The event, to be held on Tuesday, April 26, aims to galvanise communities and organisations across the south east into preparing and planning against the threat of rising sea levels and coastal flooding.
The conference will be held at Selsey Town Hall from 10am to 4pm.
Selsey is the focus of global study into rising sea flooding caused by climate change, and University of East Carolina delegates will be attending to make a film about issues Selsey and surrounding areas may face.
National flooding organisations will also attend, alongside parish, town, district and county councils stretching from Havant to Shoreham-By-Sea.
Topics to be discussed include: protective measures; collaboration between neighbouring coastal settlements; changes to planning policy; and how to secure funding for coastal defences.

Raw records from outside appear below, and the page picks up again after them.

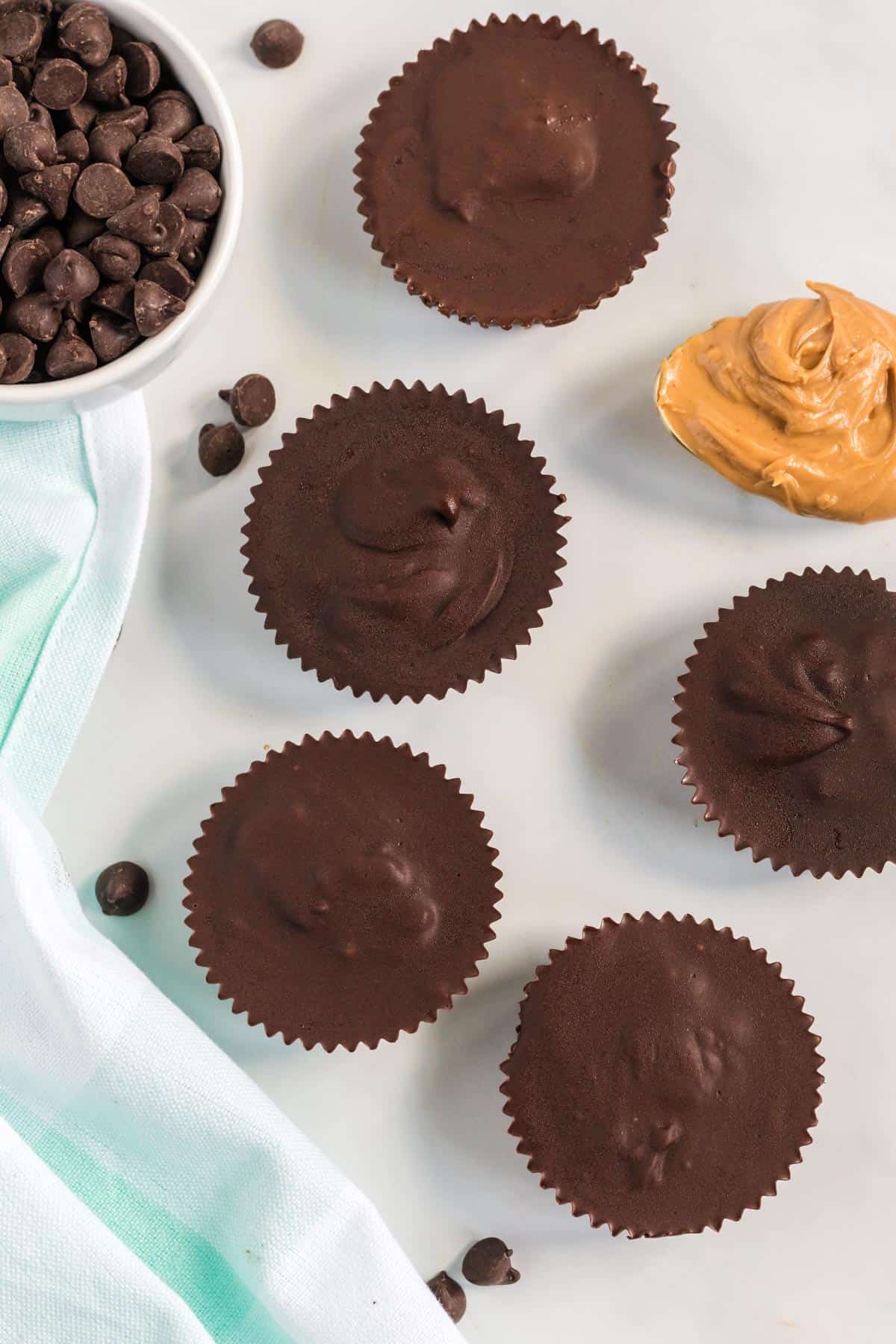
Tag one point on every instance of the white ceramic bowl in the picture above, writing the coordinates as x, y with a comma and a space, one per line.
69, 396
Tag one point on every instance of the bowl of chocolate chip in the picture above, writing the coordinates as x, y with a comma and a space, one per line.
120, 193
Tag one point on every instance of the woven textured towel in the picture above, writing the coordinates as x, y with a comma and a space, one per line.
149, 1192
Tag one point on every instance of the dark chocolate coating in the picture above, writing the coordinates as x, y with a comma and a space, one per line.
664, 1077
341, 892
402, 542
788, 722
514, 174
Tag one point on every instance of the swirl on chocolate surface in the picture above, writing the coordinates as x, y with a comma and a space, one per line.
341, 892
664, 1075
517, 172
403, 542
795, 401
788, 722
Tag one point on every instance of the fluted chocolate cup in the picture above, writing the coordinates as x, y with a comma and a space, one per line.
517, 172
341, 892
403, 542
664, 1077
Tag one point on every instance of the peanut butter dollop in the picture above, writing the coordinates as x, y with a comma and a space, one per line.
795, 401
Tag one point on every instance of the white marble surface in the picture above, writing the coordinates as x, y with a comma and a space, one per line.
786, 172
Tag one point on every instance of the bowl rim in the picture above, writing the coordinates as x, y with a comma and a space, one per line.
202, 85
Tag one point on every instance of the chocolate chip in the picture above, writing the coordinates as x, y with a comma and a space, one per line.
155, 308
30, 147
220, 448
102, 190
172, 113
143, 69
279, 43
139, 221
117, 297
20, 35
109, 141
155, 159
169, 275
122, 889
13, 109
37, 316
60, 84
19, 356
74, 147
200, 148
488, 1263
53, 186
252, 399
193, 248
116, 258
198, 194
25, 264
107, 84
70, 276
69, 354
449, 1295
134, 119
112, 337
84, 30
52, 238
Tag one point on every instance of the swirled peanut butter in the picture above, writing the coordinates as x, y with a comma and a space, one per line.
795, 401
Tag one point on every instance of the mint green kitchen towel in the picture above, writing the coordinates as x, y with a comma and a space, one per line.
149, 1192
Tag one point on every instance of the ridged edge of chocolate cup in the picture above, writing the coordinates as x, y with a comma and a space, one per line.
413, 69
712, 811
514, 638
564, 1196
240, 1006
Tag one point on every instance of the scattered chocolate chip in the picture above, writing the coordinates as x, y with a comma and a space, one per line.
169, 275
69, 354
220, 448
30, 147
172, 113
19, 355
13, 109
117, 297
122, 889
109, 140
155, 308
143, 69
37, 316
102, 190
116, 258
198, 194
155, 159
25, 264
107, 84
488, 1263
60, 84
449, 1295
279, 43
112, 337
20, 35
70, 276
53, 186
252, 399
74, 147
202, 148
84, 30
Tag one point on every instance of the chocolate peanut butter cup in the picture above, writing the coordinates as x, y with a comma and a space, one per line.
403, 542
341, 892
664, 1077
788, 722
517, 172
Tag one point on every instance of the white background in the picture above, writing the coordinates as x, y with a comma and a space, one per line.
788, 171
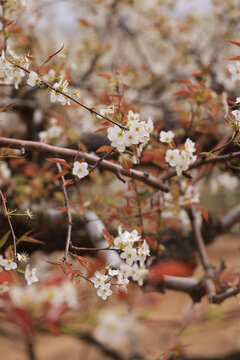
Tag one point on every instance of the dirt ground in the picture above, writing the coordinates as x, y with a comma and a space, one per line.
217, 331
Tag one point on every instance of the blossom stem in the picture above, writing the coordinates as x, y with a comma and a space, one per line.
49, 86
5, 210
71, 154
66, 199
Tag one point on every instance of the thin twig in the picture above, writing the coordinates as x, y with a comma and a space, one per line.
203, 255
66, 199
70, 154
5, 210
139, 207
49, 86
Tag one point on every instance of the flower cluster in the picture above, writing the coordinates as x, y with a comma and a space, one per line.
137, 133
9, 73
80, 169
11, 264
53, 132
133, 266
59, 89
181, 159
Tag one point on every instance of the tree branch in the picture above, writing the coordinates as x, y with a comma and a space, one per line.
69, 154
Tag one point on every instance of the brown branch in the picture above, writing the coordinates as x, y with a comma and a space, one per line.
66, 199
202, 161
5, 210
69, 154
49, 86
203, 255
230, 219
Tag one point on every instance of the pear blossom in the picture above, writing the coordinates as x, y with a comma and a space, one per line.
104, 291
4, 288
98, 279
129, 254
172, 157
80, 169
30, 275
107, 111
166, 136
33, 79
189, 146
8, 264
5, 172
132, 116
22, 257
235, 70
57, 94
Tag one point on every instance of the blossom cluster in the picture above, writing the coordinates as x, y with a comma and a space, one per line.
9, 72
137, 132
59, 89
11, 264
134, 265
181, 160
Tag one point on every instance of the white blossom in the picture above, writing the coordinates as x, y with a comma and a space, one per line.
33, 79
80, 169
104, 291
8, 264
166, 136
98, 279
30, 275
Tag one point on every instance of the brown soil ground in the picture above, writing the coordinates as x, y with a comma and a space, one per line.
217, 331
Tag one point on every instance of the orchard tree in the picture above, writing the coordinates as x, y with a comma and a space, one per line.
111, 134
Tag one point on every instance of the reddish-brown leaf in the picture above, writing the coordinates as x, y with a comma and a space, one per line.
108, 237
80, 259
234, 42
235, 58
106, 76
62, 173
49, 58
205, 214
105, 148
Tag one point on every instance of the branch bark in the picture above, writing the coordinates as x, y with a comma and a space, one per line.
69, 154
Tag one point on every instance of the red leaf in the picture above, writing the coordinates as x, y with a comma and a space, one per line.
58, 263
235, 58
108, 237
234, 42
57, 161
106, 76
62, 173
105, 148
205, 214
49, 58
30, 57
81, 259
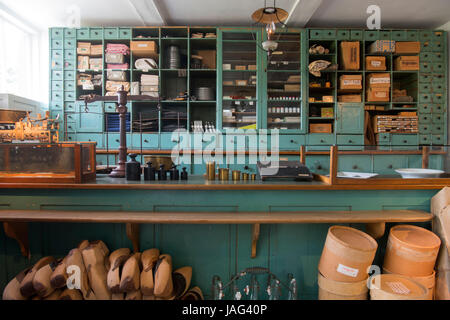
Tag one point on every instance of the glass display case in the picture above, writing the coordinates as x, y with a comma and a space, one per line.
47, 163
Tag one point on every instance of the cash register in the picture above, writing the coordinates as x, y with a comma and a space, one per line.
284, 170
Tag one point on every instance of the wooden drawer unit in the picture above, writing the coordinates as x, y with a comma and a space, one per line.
356, 34
399, 35
83, 34
343, 34
425, 139
96, 33
318, 164
111, 33
69, 75
149, 141
404, 141
320, 141
437, 139
386, 164
350, 142
291, 142
355, 163
425, 118
57, 85
70, 44
70, 33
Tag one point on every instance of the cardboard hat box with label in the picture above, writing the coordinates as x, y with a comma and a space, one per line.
382, 46
350, 81
378, 95
209, 58
84, 48
350, 57
350, 98
376, 63
407, 63
379, 80
407, 47
144, 49
320, 128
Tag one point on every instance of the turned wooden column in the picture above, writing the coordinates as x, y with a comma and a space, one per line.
119, 171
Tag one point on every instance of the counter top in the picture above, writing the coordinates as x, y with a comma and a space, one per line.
199, 183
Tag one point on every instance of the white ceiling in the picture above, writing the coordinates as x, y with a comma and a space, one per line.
314, 13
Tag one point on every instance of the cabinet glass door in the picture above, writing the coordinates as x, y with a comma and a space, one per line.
284, 83
239, 83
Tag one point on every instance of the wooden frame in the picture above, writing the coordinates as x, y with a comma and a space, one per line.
78, 175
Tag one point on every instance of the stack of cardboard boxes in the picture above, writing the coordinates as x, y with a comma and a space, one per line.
378, 87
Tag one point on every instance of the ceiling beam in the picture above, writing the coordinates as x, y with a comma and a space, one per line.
148, 12
302, 11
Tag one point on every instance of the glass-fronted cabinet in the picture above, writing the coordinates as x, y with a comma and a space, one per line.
239, 58
284, 100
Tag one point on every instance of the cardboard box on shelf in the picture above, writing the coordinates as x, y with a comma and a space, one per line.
96, 63
407, 63
84, 48
376, 63
327, 112
350, 98
209, 58
144, 49
327, 98
83, 62
379, 80
350, 81
441, 226
350, 56
97, 50
291, 87
320, 128
378, 95
407, 47
382, 46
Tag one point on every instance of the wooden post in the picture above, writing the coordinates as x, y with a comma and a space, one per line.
302, 154
333, 164
255, 237
425, 157
133, 235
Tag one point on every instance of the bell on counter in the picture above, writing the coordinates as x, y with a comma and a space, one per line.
162, 174
149, 172
133, 169
174, 173
184, 174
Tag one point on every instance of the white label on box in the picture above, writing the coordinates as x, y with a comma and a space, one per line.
398, 287
379, 80
352, 82
348, 271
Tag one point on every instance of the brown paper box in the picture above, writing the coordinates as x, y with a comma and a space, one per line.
320, 128
440, 208
378, 95
376, 63
407, 63
407, 47
144, 49
350, 81
350, 55
379, 80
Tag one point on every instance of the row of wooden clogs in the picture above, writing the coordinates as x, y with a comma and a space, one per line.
90, 272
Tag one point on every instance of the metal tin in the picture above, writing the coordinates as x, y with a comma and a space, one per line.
211, 170
224, 174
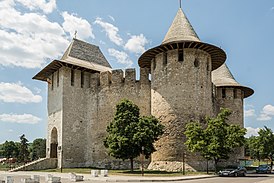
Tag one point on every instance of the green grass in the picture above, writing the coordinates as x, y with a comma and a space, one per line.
125, 172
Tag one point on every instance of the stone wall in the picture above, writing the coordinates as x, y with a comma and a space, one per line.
232, 98
181, 93
87, 108
55, 110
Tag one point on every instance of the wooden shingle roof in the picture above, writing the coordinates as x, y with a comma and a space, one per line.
222, 77
182, 35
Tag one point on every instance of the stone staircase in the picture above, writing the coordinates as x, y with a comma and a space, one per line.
40, 164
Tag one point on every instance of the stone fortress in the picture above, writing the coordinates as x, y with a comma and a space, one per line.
189, 81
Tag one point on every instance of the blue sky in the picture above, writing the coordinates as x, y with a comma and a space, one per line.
32, 33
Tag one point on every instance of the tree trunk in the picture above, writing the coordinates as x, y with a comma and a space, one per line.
215, 164
131, 164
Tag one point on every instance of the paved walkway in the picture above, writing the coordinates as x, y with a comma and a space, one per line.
112, 178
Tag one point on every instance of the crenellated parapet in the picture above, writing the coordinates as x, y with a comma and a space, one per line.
119, 78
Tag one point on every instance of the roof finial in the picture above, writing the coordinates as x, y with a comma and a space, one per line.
75, 34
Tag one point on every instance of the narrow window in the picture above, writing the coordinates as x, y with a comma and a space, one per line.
154, 64
223, 93
196, 62
180, 55
58, 78
72, 77
164, 58
52, 81
235, 93
207, 64
82, 79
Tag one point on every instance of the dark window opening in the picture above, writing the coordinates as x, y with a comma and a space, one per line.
82, 79
72, 77
154, 64
235, 93
223, 93
207, 64
58, 78
164, 59
196, 62
180, 55
52, 81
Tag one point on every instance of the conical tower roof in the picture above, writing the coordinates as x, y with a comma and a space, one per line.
180, 29
182, 35
222, 77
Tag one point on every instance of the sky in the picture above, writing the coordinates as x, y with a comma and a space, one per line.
35, 32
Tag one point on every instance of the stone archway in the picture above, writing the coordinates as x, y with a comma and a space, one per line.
53, 143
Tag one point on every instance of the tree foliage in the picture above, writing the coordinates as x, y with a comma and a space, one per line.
38, 149
262, 146
217, 139
10, 149
128, 132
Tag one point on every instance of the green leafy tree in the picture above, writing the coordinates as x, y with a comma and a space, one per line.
38, 149
217, 139
266, 143
23, 149
10, 149
128, 132
254, 147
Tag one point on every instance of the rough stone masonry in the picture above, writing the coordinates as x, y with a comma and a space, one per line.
189, 81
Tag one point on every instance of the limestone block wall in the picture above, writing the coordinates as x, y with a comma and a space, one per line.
89, 106
106, 91
75, 119
181, 91
232, 98
55, 110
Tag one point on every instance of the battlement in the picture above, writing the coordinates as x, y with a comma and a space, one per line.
118, 77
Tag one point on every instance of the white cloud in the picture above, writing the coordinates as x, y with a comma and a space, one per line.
267, 113
17, 93
111, 31
251, 132
249, 113
120, 56
73, 23
47, 6
28, 39
17, 118
112, 18
136, 44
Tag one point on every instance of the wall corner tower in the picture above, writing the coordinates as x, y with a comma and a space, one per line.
181, 88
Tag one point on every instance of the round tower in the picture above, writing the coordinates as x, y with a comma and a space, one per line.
230, 94
181, 88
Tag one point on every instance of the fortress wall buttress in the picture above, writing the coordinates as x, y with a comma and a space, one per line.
75, 92
232, 98
107, 89
55, 114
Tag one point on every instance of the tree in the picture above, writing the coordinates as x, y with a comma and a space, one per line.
23, 149
128, 132
38, 149
217, 139
253, 145
10, 149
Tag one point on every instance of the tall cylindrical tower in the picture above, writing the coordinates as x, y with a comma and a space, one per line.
181, 88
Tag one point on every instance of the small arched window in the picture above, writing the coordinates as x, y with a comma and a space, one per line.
180, 55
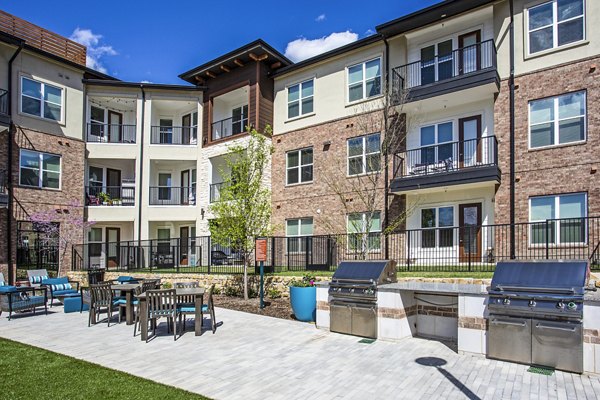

Organiser Glenda Baum said: “We are trying to get people to think long term that we have to do something about sea levels rising and storm damage.
“We need to try and prevent these problems where we can and find imaginative ways of funding defences.
“The people in power are mostly of an older age but we owe it to our grandchildren to start planning now.”
She suggested planning processes should change to stop building on flood plains, unless properties and associated drainage systems were specifically designed for floods.
“I also believe it is good practice to plant trees,” she added.
“I would love to see that made much stronger in planning policy.
“We want some blue sky thinking at this conference to work out how things can be changed to protect us in the future.”
Kings College London and the University of South Florida chose Selsey for a worldwide research project, alongside locations in the United States and Brazil.
Glenda said: “The results of the study showed that unless further action is taken, a really exceptional storm might even now cause considerable damage to our town.
“The likelihood of such storms and the extent of the damage they would cause will increase every year, with changing weather patterns and increasing sea water levels.
“We are not the only town in danger, potentially most coastal settlements around the country will be and everyone will all be competing for limited funds.”
Speakers from Kings College will be at the conference to talk about their findings.
West Sussex County Council’s leader, Louise Goldsmith, said: “This conference is a shining example of communities coming together to tackle a major flooding problem, which is why we are so supportive.
“Similar to our Operation Watershed initiative, it fits with our philosophy of helping people help themselves.
“This is the first of its kind, and we are keen to attend to see what we can do to help.”